Wednesday, May 28, 2008

Mid-Week Memo: The Virgin

Note: This is Part 1 in a 3-part series discussing Chastity, Purity, and Promiscuity.

The other day, Rosa,* 16, confessed to us that she had been raped when she was 9 by a family friend. "I'm fine now," she told us. Her voice wavered but her strength and poise was obvious. She seemed to have accepted what had happened and moved on. But our hearts broke when when she shared how it's affected the way she looks at love and sex:

"[My boyfriend now] knows what I've been through, and he don't even kiss me. We'll hold hands and he'll ask me if it's okay. I met him at church. There was a time where I came out to the church, because they were like, "Come up to the altar if you need healing because you've been raped or molested." So I went up there and he started praying for me...and I finally was able to give my problem to God. I really struggled with forgiveness, but now that I've started to go to church, I've forgiven the man who raped me. It was wrong, it was a mistake he did, but in God's eyes, I'm still a virgin, I'm still pure."

Our stomachs sank, not only because Rosa had been hurt, or because she was only a child when it happened, but because she fundamentally felt stained by the rape. No matter how she had let her life blossom, the most important thing to restore after she was raped was her "purity"--her virginity. Now that Rosa had gotten a second chance at guarding her sexuality, she barely lets her boyfriend touch her. On some level, she was admitting that she will forever think of sex as something to defend herself against, not to enjoy.

The reason for this dread is partly psychological--no 9-year-old is ready for sex, much less outright violation. But the social construct of virginity and purity is also so ingrained in our culture that who can blame Rosa for feeling impure and dirty? Why are we so fascinated by this tiny little piece of skin that, up until a few decades ago, was usually not even up to a woman to "give up"? Virginity is still a huge deal. Virginal pop stars are alternately idolized and scorned. "Virginity pledges" in the shadow of abstinence-only education are on the rise. Teenage girls constantly fret about what makes you "technically a virgin" (see Schechter's movie trailers, below). Not to mention that the whole idea of virginity is based on heterosexual relationships, leaving an entire population of homosexual women and men out of the equation.
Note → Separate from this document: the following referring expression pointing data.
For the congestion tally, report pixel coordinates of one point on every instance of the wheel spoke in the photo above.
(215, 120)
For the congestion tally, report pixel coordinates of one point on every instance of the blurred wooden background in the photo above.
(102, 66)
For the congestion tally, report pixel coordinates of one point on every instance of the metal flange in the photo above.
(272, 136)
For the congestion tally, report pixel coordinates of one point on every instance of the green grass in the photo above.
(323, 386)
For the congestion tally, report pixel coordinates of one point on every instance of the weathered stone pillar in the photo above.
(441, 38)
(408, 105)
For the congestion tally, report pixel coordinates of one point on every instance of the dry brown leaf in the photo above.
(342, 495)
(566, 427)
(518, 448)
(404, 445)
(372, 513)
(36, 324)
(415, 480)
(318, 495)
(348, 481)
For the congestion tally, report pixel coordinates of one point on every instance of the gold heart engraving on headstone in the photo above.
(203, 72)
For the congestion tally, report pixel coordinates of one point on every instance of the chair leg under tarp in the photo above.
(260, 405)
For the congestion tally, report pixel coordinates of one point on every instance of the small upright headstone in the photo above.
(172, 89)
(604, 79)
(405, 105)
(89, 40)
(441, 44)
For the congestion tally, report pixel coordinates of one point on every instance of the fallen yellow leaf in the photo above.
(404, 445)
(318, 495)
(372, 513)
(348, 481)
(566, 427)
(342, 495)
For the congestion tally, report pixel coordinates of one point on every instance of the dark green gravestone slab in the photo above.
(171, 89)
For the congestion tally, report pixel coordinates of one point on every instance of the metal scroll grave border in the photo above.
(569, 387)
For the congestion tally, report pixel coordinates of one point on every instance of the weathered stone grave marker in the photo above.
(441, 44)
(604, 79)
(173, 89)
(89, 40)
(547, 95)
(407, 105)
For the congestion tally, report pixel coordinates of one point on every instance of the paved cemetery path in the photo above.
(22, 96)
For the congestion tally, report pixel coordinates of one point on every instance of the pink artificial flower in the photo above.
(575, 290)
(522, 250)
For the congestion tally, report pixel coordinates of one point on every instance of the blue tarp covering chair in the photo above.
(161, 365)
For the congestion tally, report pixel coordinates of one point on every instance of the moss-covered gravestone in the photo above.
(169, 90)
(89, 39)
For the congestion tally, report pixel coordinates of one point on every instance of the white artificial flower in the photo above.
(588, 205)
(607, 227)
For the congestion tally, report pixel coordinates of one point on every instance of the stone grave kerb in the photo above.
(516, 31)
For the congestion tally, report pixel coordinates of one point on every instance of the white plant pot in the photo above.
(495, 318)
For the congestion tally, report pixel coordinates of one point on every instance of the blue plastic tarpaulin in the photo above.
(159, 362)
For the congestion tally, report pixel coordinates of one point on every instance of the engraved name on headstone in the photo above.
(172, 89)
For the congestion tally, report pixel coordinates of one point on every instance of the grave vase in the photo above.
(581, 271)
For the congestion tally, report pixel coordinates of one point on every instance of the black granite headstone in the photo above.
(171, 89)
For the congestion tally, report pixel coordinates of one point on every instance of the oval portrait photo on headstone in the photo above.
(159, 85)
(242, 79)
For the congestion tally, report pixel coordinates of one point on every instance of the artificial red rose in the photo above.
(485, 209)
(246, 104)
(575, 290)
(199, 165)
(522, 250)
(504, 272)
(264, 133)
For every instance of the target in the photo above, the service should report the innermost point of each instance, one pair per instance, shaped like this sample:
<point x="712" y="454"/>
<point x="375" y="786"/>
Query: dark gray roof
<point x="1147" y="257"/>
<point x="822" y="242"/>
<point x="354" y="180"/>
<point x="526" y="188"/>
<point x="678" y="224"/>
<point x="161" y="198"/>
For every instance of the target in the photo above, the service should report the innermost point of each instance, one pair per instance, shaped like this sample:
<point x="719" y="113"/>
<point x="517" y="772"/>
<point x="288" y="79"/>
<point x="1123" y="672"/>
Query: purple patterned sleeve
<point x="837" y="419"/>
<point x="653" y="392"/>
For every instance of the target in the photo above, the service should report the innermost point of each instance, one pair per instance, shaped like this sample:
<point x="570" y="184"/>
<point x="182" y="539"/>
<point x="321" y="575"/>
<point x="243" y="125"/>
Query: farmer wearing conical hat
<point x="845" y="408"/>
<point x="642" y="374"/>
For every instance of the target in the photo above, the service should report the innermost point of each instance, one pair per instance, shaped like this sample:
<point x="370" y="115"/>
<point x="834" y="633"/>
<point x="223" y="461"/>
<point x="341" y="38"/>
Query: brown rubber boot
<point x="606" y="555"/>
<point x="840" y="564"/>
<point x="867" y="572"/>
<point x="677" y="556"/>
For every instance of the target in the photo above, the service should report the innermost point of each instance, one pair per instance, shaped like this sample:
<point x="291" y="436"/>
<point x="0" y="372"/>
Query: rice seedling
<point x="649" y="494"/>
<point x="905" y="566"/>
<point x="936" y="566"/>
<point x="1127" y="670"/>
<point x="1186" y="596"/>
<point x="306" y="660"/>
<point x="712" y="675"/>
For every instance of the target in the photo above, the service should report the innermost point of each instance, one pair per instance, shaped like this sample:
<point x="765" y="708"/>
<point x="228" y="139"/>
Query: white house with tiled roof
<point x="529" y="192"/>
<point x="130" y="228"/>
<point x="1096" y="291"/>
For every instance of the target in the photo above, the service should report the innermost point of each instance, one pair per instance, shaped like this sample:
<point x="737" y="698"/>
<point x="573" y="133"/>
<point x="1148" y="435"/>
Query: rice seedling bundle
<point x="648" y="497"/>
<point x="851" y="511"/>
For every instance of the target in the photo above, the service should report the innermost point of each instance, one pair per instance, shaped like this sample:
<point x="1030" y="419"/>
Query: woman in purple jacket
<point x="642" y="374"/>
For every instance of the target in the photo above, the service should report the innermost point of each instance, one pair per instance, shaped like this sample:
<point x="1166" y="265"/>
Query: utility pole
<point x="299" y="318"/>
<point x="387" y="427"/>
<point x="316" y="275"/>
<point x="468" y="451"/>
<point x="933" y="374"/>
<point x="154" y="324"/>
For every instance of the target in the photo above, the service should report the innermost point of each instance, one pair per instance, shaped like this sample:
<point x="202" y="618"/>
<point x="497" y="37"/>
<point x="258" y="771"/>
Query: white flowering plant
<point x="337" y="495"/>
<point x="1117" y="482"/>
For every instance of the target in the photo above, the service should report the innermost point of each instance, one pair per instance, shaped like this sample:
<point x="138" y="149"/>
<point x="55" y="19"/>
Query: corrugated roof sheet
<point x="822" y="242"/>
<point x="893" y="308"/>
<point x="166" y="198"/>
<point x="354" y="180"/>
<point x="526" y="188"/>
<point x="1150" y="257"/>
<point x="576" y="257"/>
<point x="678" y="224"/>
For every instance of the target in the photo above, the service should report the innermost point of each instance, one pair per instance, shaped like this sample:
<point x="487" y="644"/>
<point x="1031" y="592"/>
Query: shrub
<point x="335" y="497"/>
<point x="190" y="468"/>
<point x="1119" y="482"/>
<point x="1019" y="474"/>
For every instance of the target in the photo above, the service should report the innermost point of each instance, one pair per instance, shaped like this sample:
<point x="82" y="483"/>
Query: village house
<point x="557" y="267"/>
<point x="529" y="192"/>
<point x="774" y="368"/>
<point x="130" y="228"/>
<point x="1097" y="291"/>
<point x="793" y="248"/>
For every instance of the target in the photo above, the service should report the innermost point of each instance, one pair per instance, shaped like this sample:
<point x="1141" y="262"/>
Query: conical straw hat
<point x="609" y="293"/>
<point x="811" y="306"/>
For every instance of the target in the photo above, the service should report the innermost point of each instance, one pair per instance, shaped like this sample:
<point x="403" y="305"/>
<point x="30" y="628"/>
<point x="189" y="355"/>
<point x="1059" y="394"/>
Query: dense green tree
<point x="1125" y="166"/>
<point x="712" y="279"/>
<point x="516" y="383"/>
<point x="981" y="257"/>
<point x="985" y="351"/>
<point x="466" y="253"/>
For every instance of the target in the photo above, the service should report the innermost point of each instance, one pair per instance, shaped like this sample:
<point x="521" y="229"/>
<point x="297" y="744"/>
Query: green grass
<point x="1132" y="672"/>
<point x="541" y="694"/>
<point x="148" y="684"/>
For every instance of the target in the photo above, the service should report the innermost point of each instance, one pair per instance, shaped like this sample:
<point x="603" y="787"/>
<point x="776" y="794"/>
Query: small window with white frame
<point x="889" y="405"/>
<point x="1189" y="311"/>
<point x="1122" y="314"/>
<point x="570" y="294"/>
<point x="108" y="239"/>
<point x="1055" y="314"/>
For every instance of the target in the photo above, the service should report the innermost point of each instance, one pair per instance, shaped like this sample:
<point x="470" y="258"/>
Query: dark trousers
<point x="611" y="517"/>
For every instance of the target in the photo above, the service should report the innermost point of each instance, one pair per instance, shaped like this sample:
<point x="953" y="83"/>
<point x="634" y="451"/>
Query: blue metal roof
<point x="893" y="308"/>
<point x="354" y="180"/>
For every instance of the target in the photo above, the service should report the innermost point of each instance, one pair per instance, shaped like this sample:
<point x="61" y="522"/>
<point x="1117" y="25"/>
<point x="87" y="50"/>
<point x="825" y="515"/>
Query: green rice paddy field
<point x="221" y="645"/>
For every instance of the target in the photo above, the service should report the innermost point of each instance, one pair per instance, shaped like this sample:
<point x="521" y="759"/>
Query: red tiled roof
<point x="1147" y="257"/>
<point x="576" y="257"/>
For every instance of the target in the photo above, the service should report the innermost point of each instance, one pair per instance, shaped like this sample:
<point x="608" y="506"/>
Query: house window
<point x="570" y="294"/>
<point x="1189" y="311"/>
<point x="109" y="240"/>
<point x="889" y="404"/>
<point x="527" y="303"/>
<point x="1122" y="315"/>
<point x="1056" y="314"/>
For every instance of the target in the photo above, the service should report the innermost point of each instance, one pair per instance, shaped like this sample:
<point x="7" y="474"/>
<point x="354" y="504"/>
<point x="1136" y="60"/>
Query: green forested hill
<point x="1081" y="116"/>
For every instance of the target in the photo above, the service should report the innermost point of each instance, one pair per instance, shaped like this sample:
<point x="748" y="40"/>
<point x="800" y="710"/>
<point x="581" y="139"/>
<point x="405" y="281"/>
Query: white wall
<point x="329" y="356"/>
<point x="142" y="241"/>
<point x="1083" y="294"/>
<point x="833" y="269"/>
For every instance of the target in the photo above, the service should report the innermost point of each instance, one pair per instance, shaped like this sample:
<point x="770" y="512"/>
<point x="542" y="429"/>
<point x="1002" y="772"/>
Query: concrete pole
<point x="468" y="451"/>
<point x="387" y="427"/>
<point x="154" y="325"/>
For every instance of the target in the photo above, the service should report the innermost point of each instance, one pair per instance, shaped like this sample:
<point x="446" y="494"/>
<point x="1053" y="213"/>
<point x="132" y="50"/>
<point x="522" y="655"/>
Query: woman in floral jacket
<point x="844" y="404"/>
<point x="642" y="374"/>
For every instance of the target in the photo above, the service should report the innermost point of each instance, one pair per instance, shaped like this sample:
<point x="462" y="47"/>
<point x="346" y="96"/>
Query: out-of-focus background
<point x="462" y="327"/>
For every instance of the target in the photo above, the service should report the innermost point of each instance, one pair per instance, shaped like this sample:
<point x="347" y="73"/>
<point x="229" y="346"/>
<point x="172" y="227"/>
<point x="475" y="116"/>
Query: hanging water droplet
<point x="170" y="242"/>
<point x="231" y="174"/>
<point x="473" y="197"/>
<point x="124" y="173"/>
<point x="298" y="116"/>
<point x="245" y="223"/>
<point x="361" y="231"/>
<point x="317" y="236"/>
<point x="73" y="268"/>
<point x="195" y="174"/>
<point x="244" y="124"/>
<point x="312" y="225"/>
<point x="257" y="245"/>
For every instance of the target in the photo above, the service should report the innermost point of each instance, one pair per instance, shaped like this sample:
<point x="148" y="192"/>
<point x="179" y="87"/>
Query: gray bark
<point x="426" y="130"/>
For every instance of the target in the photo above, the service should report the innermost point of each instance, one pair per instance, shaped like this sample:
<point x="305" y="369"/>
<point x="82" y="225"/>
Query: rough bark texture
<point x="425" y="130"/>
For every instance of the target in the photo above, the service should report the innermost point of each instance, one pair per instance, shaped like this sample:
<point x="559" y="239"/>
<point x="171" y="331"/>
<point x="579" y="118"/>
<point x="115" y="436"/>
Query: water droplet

Most unfairly, people couldn't care less about teenage boys losing their virginities. Guarding sexuality is almost purely, so to speak, on the shoulders of a woman, implying that the only one who would even want to have sex is unquestionably the man. Rape will always be unthinkably painful, but it could be a lot easier to heal from it as a young girl without the added job of "gatekeeper."

Emma and I have been obsessed with the topic of virginity ever since this road trip began. Emma is sinking her teeth into Hanne Blank's Virgin: The Untouched History, and I've been patiently waiting for Therese Schechter’s documentary The American Virgin (her website is where I stole that cherry photo). Schechter calls virginity "the cornerstone of Western civilization." It's a term that's only started to be questioned and broken down, and pop culture has a long way to go before they quit dichotomizing Madonna and whore.

*name has been changed

Discussion Question 1
Discussion Question 2

1 comment:

Anonymous said...

That book is amazing. Page turner. I still think, though, that virginity is a "useful" concept as you put it. It can be a very real stepping stone to adulthood, a positive and conscious choice to share something with another perosn for the first time.